Governor Haley at the White House in February (image credit Saul Loeb/AFP/Getty)
Columbia, SC (Greenville Online) -- Gov. Nikki Haley said aviation companies considering South Carolina as a possible location for new factories want to know if the state can provide the engineers they need.
The answer is yes, said Greenville consultant Lee Stogner, chairman of the South Carolina Engineering Cluster, which promotes engineering and engineering education statewide.
Stogner said South Carolina has made big strides in recent years to generate more engineers.
He pointed to the new engineering-focused A.J. Whittenberg Elementary School in downtown Greenville and an engineering-focused middle school that's planned on the campus of Clemson University's International Center for Automotive Research.
In Columbia, the University of South Carolina is ready to launch three graduate degrees and an undergraduate minor in aerospace engineering this fall, assuming approval by the state Commission on Higher Education.
Stogner said members of the engineering cluster he founded in 2007 include the major university engineering schools in South Carolina and more than 300 engineering or engineering-related companies.

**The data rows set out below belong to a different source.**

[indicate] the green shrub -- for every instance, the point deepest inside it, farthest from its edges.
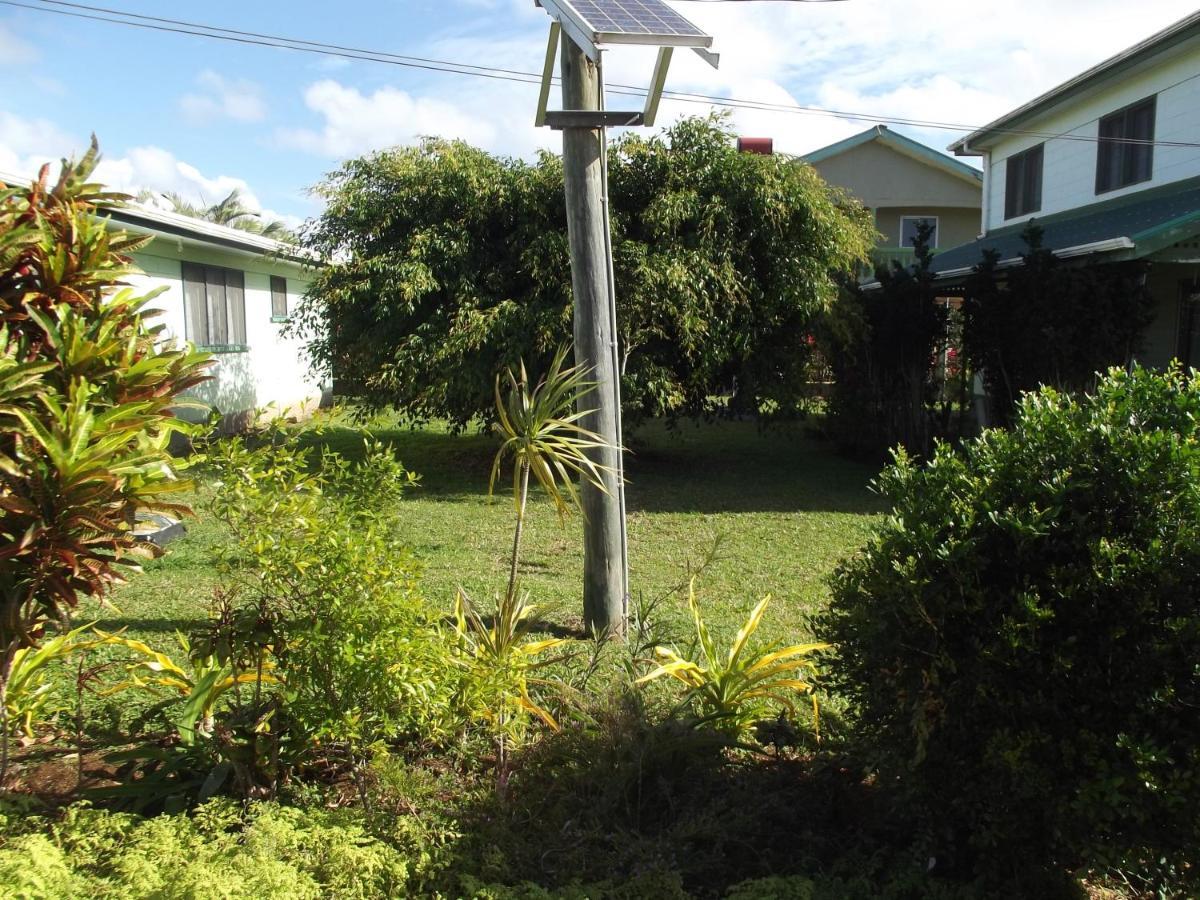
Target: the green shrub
(1050, 322)
(1020, 639)
(220, 852)
(318, 581)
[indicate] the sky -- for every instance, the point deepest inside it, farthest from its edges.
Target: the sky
(199, 117)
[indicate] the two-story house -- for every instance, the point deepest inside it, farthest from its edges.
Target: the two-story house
(904, 183)
(1108, 163)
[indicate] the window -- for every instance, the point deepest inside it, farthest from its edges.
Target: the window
(1188, 348)
(1023, 183)
(1117, 162)
(279, 298)
(215, 306)
(909, 226)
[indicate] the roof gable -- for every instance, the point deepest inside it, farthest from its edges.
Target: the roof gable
(900, 144)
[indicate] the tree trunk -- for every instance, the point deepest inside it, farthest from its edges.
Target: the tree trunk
(604, 595)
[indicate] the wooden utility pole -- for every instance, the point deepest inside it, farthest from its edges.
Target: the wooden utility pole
(604, 565)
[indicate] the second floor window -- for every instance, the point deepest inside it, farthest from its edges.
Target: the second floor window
(1126, 154)
(1023, 183)
(215, 306)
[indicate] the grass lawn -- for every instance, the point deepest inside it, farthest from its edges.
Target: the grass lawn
(780, 507)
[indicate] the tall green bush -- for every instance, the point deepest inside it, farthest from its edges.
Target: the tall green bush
(1050, 322)
(319, 582)
(88, 390)
(1019, 641)
(882, 345)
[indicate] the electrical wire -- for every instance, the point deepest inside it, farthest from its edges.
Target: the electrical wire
(99, 13)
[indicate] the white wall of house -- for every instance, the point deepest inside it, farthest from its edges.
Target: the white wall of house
(1068, 178)
(273, 370)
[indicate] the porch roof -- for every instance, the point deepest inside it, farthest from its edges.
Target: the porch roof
(1128, 227)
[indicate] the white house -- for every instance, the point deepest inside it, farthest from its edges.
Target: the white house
(231, 293)
(1108, 163)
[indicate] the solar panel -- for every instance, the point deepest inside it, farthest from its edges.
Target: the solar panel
(646, 22)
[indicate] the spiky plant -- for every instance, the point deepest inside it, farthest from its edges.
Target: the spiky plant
(733, 689)
(540, 426)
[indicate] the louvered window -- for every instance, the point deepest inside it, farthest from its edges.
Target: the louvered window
(215, 305)
(279, 297)
(1023, 183)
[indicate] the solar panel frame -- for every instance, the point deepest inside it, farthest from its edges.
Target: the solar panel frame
(625, 22)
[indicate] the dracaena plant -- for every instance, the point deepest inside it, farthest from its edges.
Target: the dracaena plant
(540, 427)
(737, 688)
(88, 391)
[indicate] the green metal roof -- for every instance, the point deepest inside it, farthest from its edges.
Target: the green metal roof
(901, 144)
(1150, 220)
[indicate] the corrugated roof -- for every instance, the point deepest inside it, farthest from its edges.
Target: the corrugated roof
(1175, 34)
(1149, 220)
(198, 229)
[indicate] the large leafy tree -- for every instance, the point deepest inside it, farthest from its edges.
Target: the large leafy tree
(448, 264)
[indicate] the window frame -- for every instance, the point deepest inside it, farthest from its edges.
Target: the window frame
(1031, 193)
(231, 298)
(937, 231)
(1111, 154)
(280, 283)
(1188, 323)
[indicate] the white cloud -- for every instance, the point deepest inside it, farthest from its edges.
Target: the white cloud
(223, 99)
(15, 52)
(357, 123)
(27, 144)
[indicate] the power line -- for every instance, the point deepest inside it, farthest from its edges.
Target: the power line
(99, 13)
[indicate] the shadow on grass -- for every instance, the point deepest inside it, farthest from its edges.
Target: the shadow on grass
(720, 467)
(619, 799)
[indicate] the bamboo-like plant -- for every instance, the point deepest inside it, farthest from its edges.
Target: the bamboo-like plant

"We just need to get the signal from government," he said. "We need to get the signal from industry, and the team will come together and produce what's needed to help drive the economy of this state."
Haley was back in Columbia Thursday after three days at the Farnborough International Airshow near London, where she led a trade delegation focused on recruiting suppliers for The Boeing Co.'s new aircraft assembly plant in North Charleston, as well as defense contractors.
Haley, one of eight governors at the air show, said she met with 15 to 17 companies, and one of their questions was whether South Carolina could produce enough engineers.
"They want to know is it an issue when we get there that we will have the number of engineers that we need," Haley said. "And I told them their job was to come to South Carolina, let us know how many engineers they needed, and when they needed them by, and I would make sure they had them."
Haley said she'd spend the summer checking on "what we're doing to make sure that we have enough engineers for all these manufacturing plants, whether they're aerospace, automotive, high technology."
She said the companies are also examining the tax structures of U.S. states and their unionization rates.
The recent announcement by European aircraft maker Airbus of a new assembly plant in Mobile, Ala., means the global aviation industry's future U.S. investment is bound for the right-to-work Southeast, Haley said.
She said the South Carolina "started the dialogue" with companies considering new factories.
"These were brand-new, fresh calls," Haley said. "They're companies we know are going to need to do business with Boeing. They're companies that have national defense ties."
U.S. Sen. Lindsey Graham, a colonel in the Air Force Reserve and a member of the Senate Appropriations and Armed Services committees, also attended the air show, said Kevin Bishop, his spokesman.
Aviation and aerospace companies use the biennial air show, a major event for the industry, to announce new business.
General Electric Co. announced orders for 459 aircraft engines that use parts the company makes in Greenville County.
In the latest announcement on Thursday, GE said the parent company of United Airlines had agreed to buy 150 engines and long-term service for them in a deal valued at $5 billion at the U.S. list price.
GE earlier this week announced orders for 309 other aircraft engines that also use parts the company makes at its 235-worker plant in The Matrix industrial park along U.S. 25.
The company has more jet-engine manufacturing in North Carolina, with parts factories in Asheville, West Jefferson and Wilmington and engine assembly in Durham.